As the deadline for the Canadian Smart Cities Challenge approaches, discussions about smart cities have proliferated across Canada. Some cities are forging alliances and partnerships with each other, while others strive for massive, large-scale ideas to leverage technology for future cities. Canadian metropolitan cities such as Toronto, Montreal, and Vancouver are taking lead in this process. These are exciting times for Canadian cities.
But what about mid-sized cities? We know that Infrastructure Canada, host of the challenge, encourages small and mid-sized communities to take part in this competition. Their inclusion is crucial for a variety of reasons. First, mid-sized cities are home to more than a third of the country’s population. Demographic projections suggest the share of the population living in mid-sized cities will only continue to increase.
Second, some smart city ideas are being envisioned on a massive and exaggerated scale. But not all ideas need to result in centralized, mega-smart city projects that require a considerable volume of financial resources. In lieu, it is possible to prioritize local, community-driven, and financially feasible projects. These projects can serve as platforms for testing different methods that promote social inclusion of at-risk communities. The return on investment from these small-scale projects can then be scaled and applied in other contexts. To that end, mid-sized cities provide a fertile ground to assess feasibility and scalability of some smart city ideas.
While possibilities lie on the horizon, there are some barriers to this approach.
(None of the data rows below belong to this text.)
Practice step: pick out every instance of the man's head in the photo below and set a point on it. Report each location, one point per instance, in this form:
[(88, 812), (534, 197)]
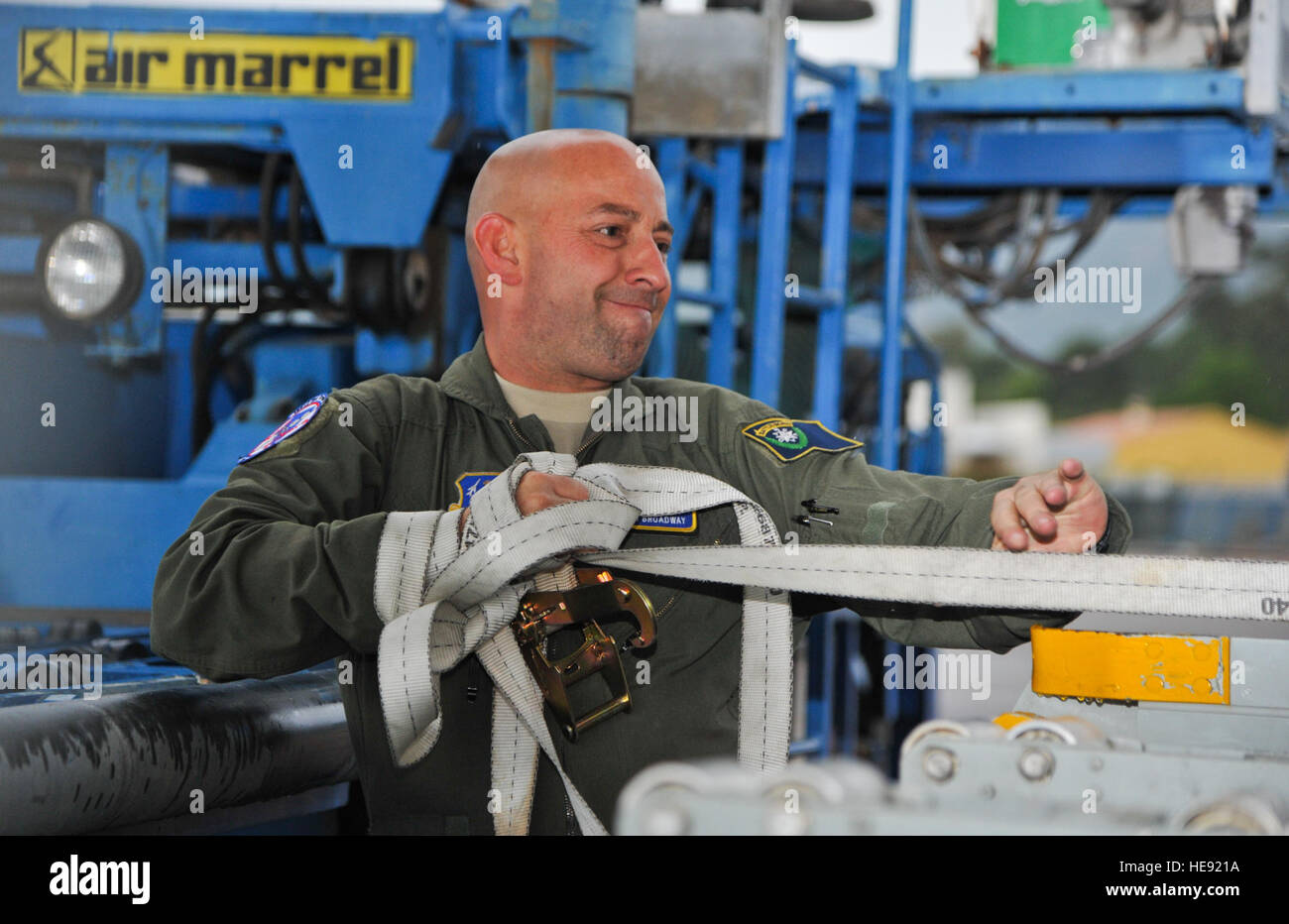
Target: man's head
[(566, 236)]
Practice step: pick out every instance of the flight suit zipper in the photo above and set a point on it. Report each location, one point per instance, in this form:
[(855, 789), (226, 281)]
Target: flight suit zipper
[(570, 817)]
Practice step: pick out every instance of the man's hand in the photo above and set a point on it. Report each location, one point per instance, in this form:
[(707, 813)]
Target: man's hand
[(1051, 512), (537, 491)]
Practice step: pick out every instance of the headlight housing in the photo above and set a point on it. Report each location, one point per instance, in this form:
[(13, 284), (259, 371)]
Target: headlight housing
[(90, 271)]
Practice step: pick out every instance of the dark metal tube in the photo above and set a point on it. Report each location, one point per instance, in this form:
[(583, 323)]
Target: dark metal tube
[(85, 765)]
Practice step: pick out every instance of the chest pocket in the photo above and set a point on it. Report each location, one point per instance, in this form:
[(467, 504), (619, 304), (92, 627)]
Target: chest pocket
[(694, 618)]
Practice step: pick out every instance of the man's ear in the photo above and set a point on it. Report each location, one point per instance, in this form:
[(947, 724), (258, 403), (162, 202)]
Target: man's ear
[(495, 240)]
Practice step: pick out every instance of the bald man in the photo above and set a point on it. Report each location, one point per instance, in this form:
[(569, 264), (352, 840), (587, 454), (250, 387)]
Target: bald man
[(330, 525)]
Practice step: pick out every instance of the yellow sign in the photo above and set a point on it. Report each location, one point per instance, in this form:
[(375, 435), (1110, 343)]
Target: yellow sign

First, mid-sized municipalities are usually risk-averse and lack the infrastructural capacity to apply smart city solutions. Financial incentive, such as what’s being offered by Smart Cities Challenge, can be a necessary driver for mid-sized cities to imagine and implement smart city projects. NGOs and the private sector can play an important role as well.
Code for Canada and Evergreen have recently published a report on smart and mid-sized cities in Ontario that addresses these challenges and opportunities; a must-read for those of you interested in the role of smaller municipalities in building inclusive smart cities!